It's a startling statistic: almost half of 7th to 12th graders experienced some kind of sexual harassment during the 2010-2011 school year.

The American Association of University Women surveyed a nationally representative group of almost 2,000 students. They defined sexual harassment as "unwelcome sexual behavior that takes place in person or electronically."

Overall, 48 percent of students surveyed said they were harassed. Girls reported being harassed more than boys - 56 percent to 40 percent - but it was more evenly divided in middle school.

Many students experienced negative effects as a result of the harssment. Eighty-seven percent of those who were harassed reported experiencing poor sleep, stomachaches, and even staying home from school.

The report comes at a time when bullying and cyber-bullying in schools is in the spotlight, after several students committed suicide nationwide.

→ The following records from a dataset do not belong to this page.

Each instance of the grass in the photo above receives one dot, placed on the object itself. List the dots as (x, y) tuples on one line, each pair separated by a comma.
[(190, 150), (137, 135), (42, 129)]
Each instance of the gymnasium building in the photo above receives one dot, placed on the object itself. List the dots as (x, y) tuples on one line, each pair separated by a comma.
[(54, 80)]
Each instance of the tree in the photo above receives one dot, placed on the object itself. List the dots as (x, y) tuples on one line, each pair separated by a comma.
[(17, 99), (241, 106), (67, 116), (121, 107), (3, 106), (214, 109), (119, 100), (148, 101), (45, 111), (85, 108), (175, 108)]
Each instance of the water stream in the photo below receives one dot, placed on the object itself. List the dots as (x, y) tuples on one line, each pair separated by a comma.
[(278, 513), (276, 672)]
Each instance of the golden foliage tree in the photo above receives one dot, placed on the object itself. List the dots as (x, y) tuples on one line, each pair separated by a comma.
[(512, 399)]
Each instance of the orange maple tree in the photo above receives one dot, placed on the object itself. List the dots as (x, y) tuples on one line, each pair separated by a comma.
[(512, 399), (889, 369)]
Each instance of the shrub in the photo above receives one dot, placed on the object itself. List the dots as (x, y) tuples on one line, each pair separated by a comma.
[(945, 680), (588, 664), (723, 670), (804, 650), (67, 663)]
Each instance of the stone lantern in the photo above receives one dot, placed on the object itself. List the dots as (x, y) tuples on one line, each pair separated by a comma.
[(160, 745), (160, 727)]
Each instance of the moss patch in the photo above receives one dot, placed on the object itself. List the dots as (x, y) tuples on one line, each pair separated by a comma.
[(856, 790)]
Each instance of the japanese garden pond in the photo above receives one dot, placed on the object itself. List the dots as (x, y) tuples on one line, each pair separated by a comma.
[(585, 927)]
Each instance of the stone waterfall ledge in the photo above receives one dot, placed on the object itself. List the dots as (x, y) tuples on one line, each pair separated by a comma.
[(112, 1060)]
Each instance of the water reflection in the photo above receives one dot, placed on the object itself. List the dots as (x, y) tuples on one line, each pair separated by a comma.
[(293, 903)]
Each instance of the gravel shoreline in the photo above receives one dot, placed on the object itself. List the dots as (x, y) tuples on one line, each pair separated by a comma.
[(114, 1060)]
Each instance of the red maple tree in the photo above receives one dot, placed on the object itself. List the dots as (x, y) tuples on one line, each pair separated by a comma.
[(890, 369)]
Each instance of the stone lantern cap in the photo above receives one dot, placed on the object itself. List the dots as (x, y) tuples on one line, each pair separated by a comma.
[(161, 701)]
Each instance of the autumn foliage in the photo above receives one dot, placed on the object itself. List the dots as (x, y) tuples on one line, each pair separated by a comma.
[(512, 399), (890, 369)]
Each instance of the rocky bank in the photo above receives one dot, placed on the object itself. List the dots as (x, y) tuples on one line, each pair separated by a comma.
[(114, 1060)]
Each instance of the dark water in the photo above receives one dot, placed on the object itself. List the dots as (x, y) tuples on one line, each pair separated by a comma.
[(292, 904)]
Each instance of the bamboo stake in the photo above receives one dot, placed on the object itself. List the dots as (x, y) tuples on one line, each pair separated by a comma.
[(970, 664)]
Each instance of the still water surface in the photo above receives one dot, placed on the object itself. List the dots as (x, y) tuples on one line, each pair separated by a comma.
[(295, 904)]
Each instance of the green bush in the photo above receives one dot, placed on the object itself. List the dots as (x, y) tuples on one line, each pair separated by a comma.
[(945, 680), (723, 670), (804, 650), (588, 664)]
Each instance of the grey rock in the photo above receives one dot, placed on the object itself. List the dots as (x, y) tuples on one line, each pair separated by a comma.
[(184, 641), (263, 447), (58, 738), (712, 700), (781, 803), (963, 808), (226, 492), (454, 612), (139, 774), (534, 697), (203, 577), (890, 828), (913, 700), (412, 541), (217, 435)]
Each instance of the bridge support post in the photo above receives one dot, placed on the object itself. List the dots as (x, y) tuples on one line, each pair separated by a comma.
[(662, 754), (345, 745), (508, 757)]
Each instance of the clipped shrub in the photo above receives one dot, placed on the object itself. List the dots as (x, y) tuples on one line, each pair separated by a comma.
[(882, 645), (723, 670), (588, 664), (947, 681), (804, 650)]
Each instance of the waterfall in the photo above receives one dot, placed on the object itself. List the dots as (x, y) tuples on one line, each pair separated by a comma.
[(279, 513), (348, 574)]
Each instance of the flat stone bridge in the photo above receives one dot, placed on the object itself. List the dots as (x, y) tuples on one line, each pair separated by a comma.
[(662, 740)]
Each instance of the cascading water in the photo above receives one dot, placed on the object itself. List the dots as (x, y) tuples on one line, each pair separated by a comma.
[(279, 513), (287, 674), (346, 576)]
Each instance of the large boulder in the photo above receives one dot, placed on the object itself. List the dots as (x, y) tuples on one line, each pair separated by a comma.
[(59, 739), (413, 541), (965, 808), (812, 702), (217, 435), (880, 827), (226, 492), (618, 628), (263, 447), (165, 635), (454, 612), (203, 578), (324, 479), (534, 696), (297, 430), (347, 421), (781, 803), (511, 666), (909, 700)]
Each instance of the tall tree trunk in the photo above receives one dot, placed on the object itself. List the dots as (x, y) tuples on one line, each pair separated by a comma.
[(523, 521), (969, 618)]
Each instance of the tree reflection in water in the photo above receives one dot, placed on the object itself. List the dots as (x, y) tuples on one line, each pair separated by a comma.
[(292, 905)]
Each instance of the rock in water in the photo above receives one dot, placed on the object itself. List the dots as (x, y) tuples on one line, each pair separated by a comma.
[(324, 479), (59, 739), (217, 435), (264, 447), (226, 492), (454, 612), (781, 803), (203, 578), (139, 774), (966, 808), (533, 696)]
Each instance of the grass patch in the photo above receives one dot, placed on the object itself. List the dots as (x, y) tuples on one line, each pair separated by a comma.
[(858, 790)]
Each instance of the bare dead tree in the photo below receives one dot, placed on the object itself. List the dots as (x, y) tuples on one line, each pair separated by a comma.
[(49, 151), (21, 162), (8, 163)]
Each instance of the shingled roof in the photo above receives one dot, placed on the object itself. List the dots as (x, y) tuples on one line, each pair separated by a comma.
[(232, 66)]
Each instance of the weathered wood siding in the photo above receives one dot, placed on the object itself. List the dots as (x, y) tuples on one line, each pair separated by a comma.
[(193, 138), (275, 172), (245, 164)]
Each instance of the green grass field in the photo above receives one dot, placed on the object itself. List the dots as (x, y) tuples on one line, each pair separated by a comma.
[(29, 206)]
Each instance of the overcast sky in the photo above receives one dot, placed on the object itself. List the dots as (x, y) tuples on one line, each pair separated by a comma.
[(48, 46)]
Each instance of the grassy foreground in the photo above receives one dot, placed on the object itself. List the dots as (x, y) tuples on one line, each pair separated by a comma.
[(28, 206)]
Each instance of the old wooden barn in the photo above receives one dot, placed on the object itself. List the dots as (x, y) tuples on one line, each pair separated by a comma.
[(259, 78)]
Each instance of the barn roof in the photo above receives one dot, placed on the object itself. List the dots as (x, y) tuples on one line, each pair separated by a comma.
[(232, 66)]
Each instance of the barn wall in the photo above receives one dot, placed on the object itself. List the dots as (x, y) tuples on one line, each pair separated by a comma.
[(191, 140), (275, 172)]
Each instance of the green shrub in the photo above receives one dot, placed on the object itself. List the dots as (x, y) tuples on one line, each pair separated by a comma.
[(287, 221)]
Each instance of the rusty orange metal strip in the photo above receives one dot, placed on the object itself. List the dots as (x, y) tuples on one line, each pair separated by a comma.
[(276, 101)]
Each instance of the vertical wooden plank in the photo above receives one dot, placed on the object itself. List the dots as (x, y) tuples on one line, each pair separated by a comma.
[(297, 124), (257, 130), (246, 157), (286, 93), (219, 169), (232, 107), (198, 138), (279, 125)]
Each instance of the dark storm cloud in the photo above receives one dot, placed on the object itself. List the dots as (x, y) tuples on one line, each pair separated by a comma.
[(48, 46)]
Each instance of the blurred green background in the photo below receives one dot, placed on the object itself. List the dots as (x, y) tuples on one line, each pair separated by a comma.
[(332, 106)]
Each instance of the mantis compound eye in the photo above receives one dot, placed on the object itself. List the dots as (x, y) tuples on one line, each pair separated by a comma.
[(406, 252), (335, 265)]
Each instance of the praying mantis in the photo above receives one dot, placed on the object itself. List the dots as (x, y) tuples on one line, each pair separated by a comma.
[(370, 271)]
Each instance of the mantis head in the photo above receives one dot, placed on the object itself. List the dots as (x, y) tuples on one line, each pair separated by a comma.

This study highlights cyber-sexual harassment, since many kids reported that they experienced sexual comments and online rumors on Facebook, through texting or by email.

When asked what types of students were most at risk of harassment, students said pretty girls, ugly girls and feminine boys were the most likely targets. Interestingly, half of students who were harassed did nothing about it; they thought reporting it would not have any impact or might even make the situation worse.

This survey shows sexual harassment is really an epidemic in schools. "It's pervasive, and almost a normal part of the school day," said one of the report's authors Catherine Hill.